An evaluation of CALIOP/CALIPSO's aerosol‐above‐cloud detection and retrieval capability over North America

Abstract

Assessing the accuracy of the aerosol‐above‐cloud (AAC) properties derived by CALIOP (the Cloud‐Aerosol Lidar with Orthogonal Polarization) is challenged by the shortage of accurate global validation measurements. We have used measurements of aerosol vertical profiles from the NASA Langley airborne High Spectral Resolution Lidar (HSRL‐1) in 86 CALIOP‐coincident flights to evaluate CALIOP AAC detection, classification, and retrieval. Our study shows that CALIOP detects ~23% of the HSRL‐detected AAC. According to our CALIOP‐HSRL data set, the majority of AAC aerosol optical depth (AOD) values are < 0.1 at 532 nm over North America.
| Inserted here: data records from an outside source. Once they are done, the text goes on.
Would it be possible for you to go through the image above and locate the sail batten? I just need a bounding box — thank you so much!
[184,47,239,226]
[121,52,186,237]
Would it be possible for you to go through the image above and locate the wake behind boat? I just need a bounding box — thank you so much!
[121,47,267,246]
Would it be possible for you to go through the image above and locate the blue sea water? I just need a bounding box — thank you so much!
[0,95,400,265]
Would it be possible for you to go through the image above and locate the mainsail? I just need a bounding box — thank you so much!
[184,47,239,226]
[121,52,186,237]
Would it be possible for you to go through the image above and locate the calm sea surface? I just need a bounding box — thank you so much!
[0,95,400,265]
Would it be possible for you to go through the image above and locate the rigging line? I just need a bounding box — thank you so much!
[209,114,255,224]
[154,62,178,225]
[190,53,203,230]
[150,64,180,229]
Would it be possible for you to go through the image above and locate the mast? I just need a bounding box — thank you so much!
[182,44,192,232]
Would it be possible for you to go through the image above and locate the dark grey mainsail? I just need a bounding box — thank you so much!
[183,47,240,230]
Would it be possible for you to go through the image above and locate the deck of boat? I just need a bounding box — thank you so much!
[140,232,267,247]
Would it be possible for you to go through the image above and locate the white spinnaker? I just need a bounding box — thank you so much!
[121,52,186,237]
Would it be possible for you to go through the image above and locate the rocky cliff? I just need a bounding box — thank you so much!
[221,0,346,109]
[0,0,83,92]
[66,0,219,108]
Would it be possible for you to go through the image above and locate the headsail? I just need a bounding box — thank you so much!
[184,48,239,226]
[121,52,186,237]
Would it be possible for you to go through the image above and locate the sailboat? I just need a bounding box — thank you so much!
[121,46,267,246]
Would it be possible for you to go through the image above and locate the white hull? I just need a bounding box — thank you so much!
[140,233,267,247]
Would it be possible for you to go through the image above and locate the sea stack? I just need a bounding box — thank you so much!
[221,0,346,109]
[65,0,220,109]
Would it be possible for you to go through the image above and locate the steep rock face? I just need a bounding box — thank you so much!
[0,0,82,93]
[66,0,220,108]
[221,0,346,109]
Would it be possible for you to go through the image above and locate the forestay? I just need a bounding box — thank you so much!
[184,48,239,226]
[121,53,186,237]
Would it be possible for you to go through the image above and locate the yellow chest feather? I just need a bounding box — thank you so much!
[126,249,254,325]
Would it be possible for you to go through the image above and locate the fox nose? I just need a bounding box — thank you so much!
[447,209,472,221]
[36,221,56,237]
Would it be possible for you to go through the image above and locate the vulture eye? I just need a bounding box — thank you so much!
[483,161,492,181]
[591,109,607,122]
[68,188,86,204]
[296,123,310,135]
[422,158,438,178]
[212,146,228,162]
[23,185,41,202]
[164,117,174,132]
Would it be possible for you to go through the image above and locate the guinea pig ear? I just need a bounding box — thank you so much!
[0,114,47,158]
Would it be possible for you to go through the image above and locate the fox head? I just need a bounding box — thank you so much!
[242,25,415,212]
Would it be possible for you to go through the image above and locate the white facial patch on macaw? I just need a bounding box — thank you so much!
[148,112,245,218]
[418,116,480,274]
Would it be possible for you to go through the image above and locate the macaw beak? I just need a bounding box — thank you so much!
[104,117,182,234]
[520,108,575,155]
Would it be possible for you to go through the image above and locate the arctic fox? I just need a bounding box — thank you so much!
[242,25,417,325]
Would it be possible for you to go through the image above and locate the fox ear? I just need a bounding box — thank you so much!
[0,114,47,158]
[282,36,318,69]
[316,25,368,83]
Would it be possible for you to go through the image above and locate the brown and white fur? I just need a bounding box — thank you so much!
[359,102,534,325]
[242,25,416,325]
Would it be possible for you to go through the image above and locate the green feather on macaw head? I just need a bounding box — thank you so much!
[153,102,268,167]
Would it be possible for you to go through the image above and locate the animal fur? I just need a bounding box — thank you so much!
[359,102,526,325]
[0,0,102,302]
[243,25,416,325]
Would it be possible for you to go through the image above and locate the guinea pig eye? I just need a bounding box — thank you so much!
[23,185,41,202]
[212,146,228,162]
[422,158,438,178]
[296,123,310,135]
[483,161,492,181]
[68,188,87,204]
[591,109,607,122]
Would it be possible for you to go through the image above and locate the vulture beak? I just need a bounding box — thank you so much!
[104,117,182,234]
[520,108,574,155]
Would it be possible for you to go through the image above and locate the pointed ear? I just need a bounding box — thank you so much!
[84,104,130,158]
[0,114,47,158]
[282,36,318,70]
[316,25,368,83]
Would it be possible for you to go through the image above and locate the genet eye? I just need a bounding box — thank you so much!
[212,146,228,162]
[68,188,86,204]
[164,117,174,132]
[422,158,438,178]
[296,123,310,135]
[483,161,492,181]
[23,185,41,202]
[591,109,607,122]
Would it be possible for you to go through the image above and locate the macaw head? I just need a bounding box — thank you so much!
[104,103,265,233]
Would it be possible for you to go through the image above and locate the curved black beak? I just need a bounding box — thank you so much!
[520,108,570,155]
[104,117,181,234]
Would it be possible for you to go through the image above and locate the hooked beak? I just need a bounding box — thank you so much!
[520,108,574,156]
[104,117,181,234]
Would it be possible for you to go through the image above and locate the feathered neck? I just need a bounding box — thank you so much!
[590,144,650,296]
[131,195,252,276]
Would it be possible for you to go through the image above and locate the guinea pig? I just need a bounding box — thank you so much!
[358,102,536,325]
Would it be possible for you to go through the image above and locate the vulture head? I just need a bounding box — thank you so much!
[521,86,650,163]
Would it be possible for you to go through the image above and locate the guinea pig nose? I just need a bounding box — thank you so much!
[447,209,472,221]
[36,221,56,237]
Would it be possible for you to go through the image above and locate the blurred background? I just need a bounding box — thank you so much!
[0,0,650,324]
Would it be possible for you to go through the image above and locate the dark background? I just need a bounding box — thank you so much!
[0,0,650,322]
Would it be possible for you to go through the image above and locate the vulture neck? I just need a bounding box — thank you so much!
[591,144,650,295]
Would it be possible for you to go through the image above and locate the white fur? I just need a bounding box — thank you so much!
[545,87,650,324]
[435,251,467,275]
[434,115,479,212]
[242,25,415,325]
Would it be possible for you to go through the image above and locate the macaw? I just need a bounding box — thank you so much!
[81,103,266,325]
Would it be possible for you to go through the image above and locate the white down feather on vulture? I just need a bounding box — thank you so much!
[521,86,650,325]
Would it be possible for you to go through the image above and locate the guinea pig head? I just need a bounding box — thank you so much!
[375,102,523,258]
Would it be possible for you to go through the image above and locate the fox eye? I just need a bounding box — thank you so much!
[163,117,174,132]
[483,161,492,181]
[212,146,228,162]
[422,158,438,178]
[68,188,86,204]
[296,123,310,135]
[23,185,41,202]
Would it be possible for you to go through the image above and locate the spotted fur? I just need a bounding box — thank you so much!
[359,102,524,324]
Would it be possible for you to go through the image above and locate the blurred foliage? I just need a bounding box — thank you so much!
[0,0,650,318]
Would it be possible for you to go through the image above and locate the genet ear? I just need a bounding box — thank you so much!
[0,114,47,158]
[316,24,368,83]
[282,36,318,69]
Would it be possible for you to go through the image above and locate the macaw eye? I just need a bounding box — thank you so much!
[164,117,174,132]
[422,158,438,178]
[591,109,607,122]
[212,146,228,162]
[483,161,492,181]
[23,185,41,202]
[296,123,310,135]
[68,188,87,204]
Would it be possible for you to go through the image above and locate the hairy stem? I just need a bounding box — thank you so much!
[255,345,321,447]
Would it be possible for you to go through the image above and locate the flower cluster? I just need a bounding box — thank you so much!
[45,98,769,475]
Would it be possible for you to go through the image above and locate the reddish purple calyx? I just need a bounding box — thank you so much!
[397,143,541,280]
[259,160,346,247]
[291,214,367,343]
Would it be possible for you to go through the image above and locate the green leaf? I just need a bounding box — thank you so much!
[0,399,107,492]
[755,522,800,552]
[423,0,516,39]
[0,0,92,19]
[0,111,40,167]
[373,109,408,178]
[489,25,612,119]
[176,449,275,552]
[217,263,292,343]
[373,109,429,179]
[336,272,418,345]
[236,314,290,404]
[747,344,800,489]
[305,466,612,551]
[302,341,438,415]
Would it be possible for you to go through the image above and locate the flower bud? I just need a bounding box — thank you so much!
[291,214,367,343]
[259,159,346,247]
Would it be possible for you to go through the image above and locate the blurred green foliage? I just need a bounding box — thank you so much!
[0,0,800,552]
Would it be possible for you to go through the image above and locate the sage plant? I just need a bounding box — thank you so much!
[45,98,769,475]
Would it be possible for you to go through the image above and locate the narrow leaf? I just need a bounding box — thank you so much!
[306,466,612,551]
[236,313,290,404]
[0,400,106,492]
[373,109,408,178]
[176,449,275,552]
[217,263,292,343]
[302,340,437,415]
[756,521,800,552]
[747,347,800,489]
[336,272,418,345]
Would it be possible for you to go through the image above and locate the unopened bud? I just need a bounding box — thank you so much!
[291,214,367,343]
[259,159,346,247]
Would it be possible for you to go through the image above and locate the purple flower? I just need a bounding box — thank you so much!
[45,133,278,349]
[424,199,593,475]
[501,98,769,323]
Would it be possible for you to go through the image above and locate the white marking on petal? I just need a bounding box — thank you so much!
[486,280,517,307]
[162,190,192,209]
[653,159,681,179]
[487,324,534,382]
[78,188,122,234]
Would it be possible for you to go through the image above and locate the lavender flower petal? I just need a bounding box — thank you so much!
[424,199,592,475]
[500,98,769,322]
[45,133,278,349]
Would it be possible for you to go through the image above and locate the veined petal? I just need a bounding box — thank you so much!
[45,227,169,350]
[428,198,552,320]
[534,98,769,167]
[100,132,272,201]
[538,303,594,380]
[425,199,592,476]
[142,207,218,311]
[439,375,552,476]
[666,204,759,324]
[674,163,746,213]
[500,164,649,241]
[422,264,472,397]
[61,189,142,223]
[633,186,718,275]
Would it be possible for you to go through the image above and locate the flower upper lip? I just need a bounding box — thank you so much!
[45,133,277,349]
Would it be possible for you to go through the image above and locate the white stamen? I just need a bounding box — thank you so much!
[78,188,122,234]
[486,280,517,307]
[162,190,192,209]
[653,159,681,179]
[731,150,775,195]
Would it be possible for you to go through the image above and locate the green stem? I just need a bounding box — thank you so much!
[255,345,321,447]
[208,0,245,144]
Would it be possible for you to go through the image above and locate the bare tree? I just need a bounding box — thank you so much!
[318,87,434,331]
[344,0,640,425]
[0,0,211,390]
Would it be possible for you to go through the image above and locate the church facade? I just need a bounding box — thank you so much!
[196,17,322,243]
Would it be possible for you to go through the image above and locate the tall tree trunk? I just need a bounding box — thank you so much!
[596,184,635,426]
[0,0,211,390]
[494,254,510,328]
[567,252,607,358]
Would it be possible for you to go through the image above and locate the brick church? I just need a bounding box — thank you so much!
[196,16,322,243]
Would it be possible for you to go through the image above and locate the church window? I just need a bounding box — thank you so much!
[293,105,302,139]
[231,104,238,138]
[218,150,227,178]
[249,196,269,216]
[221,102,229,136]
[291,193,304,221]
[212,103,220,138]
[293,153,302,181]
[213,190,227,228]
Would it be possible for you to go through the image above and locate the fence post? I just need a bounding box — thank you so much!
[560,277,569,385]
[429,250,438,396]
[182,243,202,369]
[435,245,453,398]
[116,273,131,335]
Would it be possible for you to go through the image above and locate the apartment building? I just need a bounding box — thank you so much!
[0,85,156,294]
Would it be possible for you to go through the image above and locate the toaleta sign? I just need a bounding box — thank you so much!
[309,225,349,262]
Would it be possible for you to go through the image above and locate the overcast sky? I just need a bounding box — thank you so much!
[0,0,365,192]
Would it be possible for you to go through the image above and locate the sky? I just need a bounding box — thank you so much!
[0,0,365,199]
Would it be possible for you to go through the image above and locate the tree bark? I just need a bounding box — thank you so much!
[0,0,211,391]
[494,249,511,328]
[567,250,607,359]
Our analyses show that the standard CALIOP retrieval algorithm substantially underestimates the occurrence frequency of AAC when optical depths are less than ~0.02. Those aerosols with low AOD values can still have a consequent radiative forcing effect depending on the underlying cloud cover and overlying aerosol absorption properties. We find essentially no correlation between CALIOP and HSRL AAC AOD (R2 = 0.27 and N = 151). We show that the CALIOP underestimation of AAC is mostly due to tenuous aerosol layers with backscatter less than the CALIOP detection threshold. The application of an alternate CALIOP AAC retrieval method (depolarization ratio) to our data set yields very few coincident cases. We stress the need for more extensive suborbital CALIOP validation campaigns to acquire a process‐level understanding of AAC implications and further evaluate CALIOP's AAC detection and retrieval capability, especially over the ocean and in different parts of the world where AAC are more frequently observed and show higher values of AOD.